Given the function g(x)= (3x) / (2+5x^2 ) find its region of increase and decrease. Give open intervals.
To find the region of increase and decrease for a given function, we need to find its derivative and determine where it is positive or negative.
First, let's find the derivative of the function g(x). Using the quotient rule, the derivative of g(x) can be calculated as follows:
g'(x) = [(2+5x^2)(3) - (3x)(10x)] / (2+5x^2 )^2
Simplifying further:
g'(x) = (6 + 15x^2 - 30x^2) / (2+5x^2 )^2
= (6 - 15x^2) / (2+5x^2 )^2
Now, to determine the regions of increase and decrease, we need to find where the derivative g'(x) is positive or negative.

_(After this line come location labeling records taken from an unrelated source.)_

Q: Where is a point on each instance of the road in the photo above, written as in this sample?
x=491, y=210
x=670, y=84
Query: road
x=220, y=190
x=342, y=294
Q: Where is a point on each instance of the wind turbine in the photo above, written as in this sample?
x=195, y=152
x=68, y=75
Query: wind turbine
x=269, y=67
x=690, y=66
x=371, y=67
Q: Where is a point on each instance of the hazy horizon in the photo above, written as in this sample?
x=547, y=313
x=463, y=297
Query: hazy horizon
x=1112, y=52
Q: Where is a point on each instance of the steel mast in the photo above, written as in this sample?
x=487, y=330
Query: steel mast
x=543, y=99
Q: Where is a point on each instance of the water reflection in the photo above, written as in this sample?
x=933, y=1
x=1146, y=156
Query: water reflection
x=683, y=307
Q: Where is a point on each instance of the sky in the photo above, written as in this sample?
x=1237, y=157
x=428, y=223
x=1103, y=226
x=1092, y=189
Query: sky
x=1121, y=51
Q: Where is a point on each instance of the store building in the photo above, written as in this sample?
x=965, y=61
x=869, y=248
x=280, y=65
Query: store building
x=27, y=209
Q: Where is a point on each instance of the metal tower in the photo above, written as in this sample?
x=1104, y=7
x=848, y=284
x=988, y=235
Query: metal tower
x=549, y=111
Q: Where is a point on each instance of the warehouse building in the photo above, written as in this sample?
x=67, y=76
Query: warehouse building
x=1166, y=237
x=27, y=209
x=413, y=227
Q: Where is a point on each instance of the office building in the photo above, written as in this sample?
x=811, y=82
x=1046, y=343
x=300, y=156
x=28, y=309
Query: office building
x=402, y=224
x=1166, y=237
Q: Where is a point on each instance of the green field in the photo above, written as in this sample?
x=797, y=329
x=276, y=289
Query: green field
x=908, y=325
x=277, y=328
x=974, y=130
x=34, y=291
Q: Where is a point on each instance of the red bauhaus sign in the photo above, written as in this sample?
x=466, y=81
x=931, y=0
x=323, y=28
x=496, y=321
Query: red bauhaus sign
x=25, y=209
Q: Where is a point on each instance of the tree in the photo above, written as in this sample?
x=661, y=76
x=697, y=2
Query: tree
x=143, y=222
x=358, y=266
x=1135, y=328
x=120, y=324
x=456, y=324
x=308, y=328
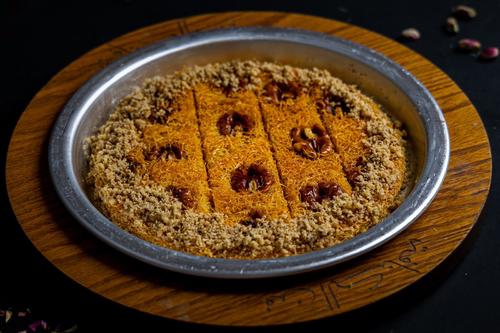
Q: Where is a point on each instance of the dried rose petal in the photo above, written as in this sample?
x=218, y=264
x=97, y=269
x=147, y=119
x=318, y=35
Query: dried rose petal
x=489, y=53
x=410, y=34
x=464, y=12
x=469, y=45
x=451, y=25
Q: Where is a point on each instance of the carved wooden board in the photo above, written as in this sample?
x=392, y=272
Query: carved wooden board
x=376, y=275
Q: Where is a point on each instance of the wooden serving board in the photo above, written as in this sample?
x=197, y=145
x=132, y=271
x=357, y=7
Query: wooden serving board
x=372, y=277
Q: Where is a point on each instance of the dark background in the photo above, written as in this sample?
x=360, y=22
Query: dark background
x=38, y=39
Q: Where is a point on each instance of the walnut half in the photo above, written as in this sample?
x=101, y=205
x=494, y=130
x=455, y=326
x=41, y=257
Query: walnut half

For the derivative g'(x) to be positive, we need the numerator, 6 - 15x^2, to be greater than zero. Solving the inequality:
6 - 15x^2 > 0
15x^2 < 6
x^2 < 6/15
x^2 < 2/5
Taking the square root on both sides, we get:
|x| < √(2/5)
Now, to find the region of increase (where g(x) is increasing), we look for values of x such that g'(x) > 0. From the inequality x^2 < 2/5, we can determine the open intervals where g(x) is increasing:
-√(2/5) < x < √(2/5)
Similarly, for the derivative g'(x) to be negative, we need the numerator, 6 - 15x^2, to be less than zero. Solving the inequality:
6 - 15x^2 < 0
15x^2 > 6
x^2 > 6/15
x^2 > 2/5
Taking the square root on both sides, we get:
|x| > √(2/5)
Again, to find the region of decrease (where g(x) is decreasing), we look for values of x such that g'(x) < 0. From the inequality x^2 > 2/5, we can determine the open intervals where g(x) is decreasing:
x < -√(2/5) or x > √(2/5)
Therefore, the region of increase is (-√(2/5), √(2/5)), and the region of decrease is (negative infinity, -√(2/5)) and (√(2/5), positive infinity).